I would like to know what kind of policy review took place and what questions were examined. In particular, I would like to know whether the most senior levels of the White House have determined that these practices are consistent with the principles and policies of the United States. Have enhanced techniques been authorized and approved by the President?

In his response to her, Muller basically ignored her warning about the torture tapes. And he gave her a very indirect answer to the question that–under the National Security Act–she should have been able to get a direct answer on, whether or not Bush had signed off on the torture.

While I do not think it appropriate for me to comment on issues that are a matter of policy, much less the nature and extent of Executive Branch policy deliberations, I think it would be fair to assume that policy as well as legal matters have been addressed within the Executive Branch.

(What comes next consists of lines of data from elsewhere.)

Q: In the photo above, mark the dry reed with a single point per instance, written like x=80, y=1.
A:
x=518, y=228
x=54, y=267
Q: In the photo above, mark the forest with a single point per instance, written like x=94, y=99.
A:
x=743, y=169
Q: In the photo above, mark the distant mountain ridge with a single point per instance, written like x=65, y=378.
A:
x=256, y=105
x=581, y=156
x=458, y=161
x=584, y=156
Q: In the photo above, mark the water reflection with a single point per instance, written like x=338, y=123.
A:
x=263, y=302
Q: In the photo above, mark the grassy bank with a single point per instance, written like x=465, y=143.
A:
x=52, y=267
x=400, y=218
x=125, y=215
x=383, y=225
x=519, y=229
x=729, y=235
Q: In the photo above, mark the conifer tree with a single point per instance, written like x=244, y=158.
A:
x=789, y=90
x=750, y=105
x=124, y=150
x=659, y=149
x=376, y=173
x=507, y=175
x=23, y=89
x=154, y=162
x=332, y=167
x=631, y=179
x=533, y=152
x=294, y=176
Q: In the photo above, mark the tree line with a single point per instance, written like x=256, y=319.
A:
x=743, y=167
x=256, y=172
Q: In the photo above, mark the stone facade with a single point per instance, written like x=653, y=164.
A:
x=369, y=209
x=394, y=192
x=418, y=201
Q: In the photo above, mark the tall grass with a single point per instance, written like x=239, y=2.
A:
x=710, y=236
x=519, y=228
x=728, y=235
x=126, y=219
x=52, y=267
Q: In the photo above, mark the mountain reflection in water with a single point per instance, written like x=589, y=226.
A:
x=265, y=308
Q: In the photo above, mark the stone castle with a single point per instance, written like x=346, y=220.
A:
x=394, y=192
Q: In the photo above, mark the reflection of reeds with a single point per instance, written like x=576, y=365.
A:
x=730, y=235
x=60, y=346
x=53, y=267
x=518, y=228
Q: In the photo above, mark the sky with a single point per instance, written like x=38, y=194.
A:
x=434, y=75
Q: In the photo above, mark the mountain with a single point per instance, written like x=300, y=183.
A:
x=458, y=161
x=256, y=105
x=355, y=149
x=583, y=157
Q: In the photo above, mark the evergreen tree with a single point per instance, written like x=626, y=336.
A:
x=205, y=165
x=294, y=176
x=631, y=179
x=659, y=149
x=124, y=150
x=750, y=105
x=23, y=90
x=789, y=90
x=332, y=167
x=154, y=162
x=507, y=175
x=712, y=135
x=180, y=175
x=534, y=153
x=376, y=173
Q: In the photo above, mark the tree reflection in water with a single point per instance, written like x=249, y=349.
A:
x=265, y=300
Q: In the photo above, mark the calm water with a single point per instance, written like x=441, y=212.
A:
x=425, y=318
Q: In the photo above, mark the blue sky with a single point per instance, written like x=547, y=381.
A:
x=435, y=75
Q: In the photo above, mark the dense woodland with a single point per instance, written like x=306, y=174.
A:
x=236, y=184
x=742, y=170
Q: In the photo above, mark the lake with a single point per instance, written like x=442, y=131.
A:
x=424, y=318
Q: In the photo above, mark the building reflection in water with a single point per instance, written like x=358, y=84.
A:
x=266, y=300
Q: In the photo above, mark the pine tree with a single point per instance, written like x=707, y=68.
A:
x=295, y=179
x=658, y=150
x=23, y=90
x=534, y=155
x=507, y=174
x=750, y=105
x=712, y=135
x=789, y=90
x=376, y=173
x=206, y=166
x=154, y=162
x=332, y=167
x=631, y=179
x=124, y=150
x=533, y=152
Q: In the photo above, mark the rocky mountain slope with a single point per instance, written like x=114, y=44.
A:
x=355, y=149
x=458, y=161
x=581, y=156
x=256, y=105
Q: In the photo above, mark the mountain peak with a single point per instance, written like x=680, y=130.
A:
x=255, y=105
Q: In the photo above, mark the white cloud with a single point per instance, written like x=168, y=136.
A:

As it turns out, Scott Muller was not acting alone when he largely blew off Harman’s concern. Document 28 of the CIA’s Vaughn Index on the torture tape destruction reveals that CIA met with the White House about its response to Harman. (There’s also a one-page draft of the letter to Harman dated February 19.) The Vaughn Index describes the second email, which has the subject “Harmon Letter,” this way:

This is a one-page email, discussing a meeting between CIA and the White House regarding the CIA’s response to a congressional inquiry. The document also includes the draft text of a letter to Congress. This document contains information relating to the sources and methods of the CIA. The document also contains predecisional, deliberative information, CIA attorney work-product, and information provided by a CIA attorney to his client in connection with the provision of legal advice.

Thus, even though Harman’s letter and Muller’s response have been declassified, the CIA is claiming that we can’t know what Muller advised (himself? Bush? Tenet? Precisely who is the CIA General Counsel’s client, here?) about how to respond to Harman’s inquiry.

So we know that the White House weighed in on how to respond to Harman. We’re just not allowed to know how they weighed in.

The CIA Asked to Destroy Torture Tapes on Same Day They Claimed They Didn’t Torture

As William Ockham has noted, there is a new–very informative–Vaughn Index and Declaration out. I’ll have much more to say about these. But for now, look at what documents 3 and 4 from the Vaughn Index tell us about the timing of the torture tape destruction.

November 1, 2005: Bill Frist briefed on torture.

November 1, 2005: Dana Priest reveals the use of black sites in Europe. In response, CIA starts moving detainees from the countries in question.

November 3, 2005: Leonie Brinkema inquires whether govt has video or audio tapes of interrogations. CIA IG Report on Manadel al-Janabi’s death completed.

November 4, 2005: Member of Congress writes four page letter to CIA IG.

November 8, 2005: CIA requests permission to destroy torture tapes. CIA reaffirms March 2005 statement that all interrogation methods are lawful. Duncan Hunter briefed on torture. Pete Hoekstra briefed on torture.

November 9, 2005: CIA confirms destruction of torture tapes.  Doug Jehl article on spring 2004 CIA IG report on interrogation methods appears.

November 14, 2005: Govt tells Brinkema it has no audio or video tapes.

That is, the CIA requested to destroy the torture tapes in email on November 8, 2005. They confirmed the destruction on November 9. Not surprisingly, after Leonie Brinkema had asked about videotapes. But also right in the middle of debates about McCain’s Detainee Treatment Act. And note that briefing for Crazy Pete Hoekstra–but not the other Dems in Intelligence Committee leadership–on the same day that CIA started asking to destroy the torture tapes.